I pause, realize that she has long left that hospital room and is now deceased, and delete the entry. The millisecond of the cellular phone’s processor losing the number happens, the phone screen mopped up by a sopping digital rag. The completion sees pixels fading into the center of the screen, similar to when a text message has been sent. Only this time, a trace of Diana has vanished. That’s when I realize that this is just the beginning. My friend L.A. has a book of hand-written and typed poetry of Diana’s. She wrote some of the poems when she was in college, in the sixties. The most recent one was written in July of last year. The other night I leafed through the binder, identifying with some lines of poetry and finding others quaintly amusing. I didn’t know that Diana wrote poetry. For now, we have this artifact to prove that she did. To represent her thoughts and hopes. To paint a picture of who she was. Yet this binder will not last forever. Just as my cellular phone entry disappeared into the ether, so will the poetry binder meet its end. And another piece of Diana will vanish. Like that. Her friends will forget details of times spent together. Her students will forget things that she taught. Of course, these people will take a part of Diana with them throughout their whole lives, until they die. But they will die. And with them, so will those pieces of Diana.

 

In June I will leave the school where I teach. The traces of my existence will slowly fade until none of the students at the school will be aware that I was ever there. This is okay. What I’m more concerned about are the seeds that I can only hope I have planted in the minds of my students.

 

I know that the voice that speaks through each of us is an ancient voice. Whenever we speak with someone of an older generation, what they share with us has been shaped by their conversations with those of older generations and older generations and older generations back to the beginning of human time. No person has existed without communicating with a person of the generation before them. In this way, we each speak the knowledge of the first humans capable of speech . . . and of those that followed. And, in this way, we each have ancient wisdom to share with the children on the planet. What I have shared with my students has been one part a fleeting snapshot of the state of chemistry and physics and another part a window into a vast reservoir of thought and creativity. I hope that the seeds that have been planted were those that will serve us all best to be carried into the future.

 

It’s similar to the blood of our ancestors flowing through us and into our children. Life, itself, is a message we are given and that we pass along.

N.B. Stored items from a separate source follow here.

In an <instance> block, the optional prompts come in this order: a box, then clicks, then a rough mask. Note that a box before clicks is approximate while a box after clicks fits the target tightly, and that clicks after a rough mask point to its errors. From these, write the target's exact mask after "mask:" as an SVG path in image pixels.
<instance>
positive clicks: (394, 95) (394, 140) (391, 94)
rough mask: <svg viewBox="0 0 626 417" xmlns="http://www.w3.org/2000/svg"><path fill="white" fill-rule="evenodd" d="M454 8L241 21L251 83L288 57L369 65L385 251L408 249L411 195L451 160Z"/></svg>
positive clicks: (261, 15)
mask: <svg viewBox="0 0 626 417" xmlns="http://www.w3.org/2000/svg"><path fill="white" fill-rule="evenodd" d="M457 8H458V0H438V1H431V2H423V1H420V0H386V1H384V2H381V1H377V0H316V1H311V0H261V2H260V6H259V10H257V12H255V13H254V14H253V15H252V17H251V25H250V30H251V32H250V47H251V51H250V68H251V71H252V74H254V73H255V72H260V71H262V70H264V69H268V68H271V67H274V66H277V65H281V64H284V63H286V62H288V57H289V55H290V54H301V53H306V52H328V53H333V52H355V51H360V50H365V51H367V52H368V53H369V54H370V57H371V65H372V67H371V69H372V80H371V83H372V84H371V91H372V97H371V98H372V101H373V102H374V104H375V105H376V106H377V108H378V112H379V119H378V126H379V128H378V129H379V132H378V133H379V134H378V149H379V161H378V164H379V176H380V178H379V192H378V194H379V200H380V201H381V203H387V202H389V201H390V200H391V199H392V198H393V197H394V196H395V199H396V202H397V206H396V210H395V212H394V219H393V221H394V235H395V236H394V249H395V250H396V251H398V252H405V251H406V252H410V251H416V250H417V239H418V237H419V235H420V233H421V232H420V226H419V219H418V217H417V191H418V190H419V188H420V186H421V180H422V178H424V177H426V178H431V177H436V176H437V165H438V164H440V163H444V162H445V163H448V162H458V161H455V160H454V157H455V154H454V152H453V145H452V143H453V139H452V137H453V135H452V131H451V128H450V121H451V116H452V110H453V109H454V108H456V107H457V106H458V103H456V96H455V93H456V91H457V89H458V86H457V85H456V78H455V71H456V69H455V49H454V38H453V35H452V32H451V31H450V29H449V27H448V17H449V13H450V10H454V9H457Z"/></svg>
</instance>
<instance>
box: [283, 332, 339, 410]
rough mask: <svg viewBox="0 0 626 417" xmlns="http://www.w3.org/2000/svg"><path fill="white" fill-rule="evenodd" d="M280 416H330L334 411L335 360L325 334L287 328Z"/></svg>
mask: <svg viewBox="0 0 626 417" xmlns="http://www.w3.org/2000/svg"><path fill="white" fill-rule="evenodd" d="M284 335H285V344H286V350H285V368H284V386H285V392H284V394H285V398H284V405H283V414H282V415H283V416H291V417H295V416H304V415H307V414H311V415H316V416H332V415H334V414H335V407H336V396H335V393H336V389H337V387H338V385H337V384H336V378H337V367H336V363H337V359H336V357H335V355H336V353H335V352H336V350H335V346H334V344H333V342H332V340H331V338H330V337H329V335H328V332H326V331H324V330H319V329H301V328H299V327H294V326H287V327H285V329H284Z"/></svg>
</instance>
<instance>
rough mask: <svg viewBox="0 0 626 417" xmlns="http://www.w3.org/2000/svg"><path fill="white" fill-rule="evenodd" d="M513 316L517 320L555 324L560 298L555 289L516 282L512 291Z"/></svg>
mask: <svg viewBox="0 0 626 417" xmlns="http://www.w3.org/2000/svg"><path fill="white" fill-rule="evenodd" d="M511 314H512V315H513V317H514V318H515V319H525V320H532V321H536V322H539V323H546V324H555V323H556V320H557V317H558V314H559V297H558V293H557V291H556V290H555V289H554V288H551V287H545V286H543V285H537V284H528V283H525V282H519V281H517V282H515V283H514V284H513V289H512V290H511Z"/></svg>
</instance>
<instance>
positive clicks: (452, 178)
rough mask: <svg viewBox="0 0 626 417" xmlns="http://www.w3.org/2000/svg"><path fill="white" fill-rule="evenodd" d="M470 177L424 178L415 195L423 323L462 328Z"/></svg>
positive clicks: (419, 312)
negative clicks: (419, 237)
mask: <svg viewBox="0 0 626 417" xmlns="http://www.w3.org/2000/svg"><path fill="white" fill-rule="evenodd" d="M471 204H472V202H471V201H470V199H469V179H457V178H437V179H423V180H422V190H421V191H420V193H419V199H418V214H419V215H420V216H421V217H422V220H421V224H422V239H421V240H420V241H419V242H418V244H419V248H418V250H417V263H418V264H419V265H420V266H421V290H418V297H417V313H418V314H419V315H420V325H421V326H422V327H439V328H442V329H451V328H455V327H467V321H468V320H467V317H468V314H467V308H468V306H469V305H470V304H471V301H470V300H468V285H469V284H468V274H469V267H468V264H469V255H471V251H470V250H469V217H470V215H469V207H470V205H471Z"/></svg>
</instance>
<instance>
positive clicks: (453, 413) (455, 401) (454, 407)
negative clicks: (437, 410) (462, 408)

Richard Dawkins refers to this in his book River Out of Eden (which, once upon a time, my high school biology teacher assigned (thank you, Mr. Gabler)). The sanctity of (all) life is most apparent when we consider the large numbers of beings that were not successful in reproducing. So many streams of our river have wandered off to dwindle and then evaporate away. Yet we are all here (and all living creatures are here) because our ancestors were on the successful branch(es) of the river of life which, as I’ve mentioned, we may pass on to our children, if we have children.

 

Regarding this, some may say that the biological urge to reproduce is what makes our species successful; that it’s a good thing. I’ve been of the opinion lately that the queering of the population, leading to fewer reproductive and to more adoptive choices, is the best thing for us now. It doesn’t seem biologically positive to populate until we are barely holding onto this planet, worried for our future and squeezed into oblivion. Right now is the perfect time to make non-reproductive unions and welcome children that we may not have spoken life into, but whom we can speak wisdom to.

 

I can still hear Diana’s words in my mind. I thank her for the coded wisdom she has passed to me in her life anecdotes and her fears about death and her self-damnation for the cancer that took her life. Her parents, grandmother and her teachers have spoken to me in her voice. I bow to them all and those that came before them for having sent the messages that I have received and begun to decode.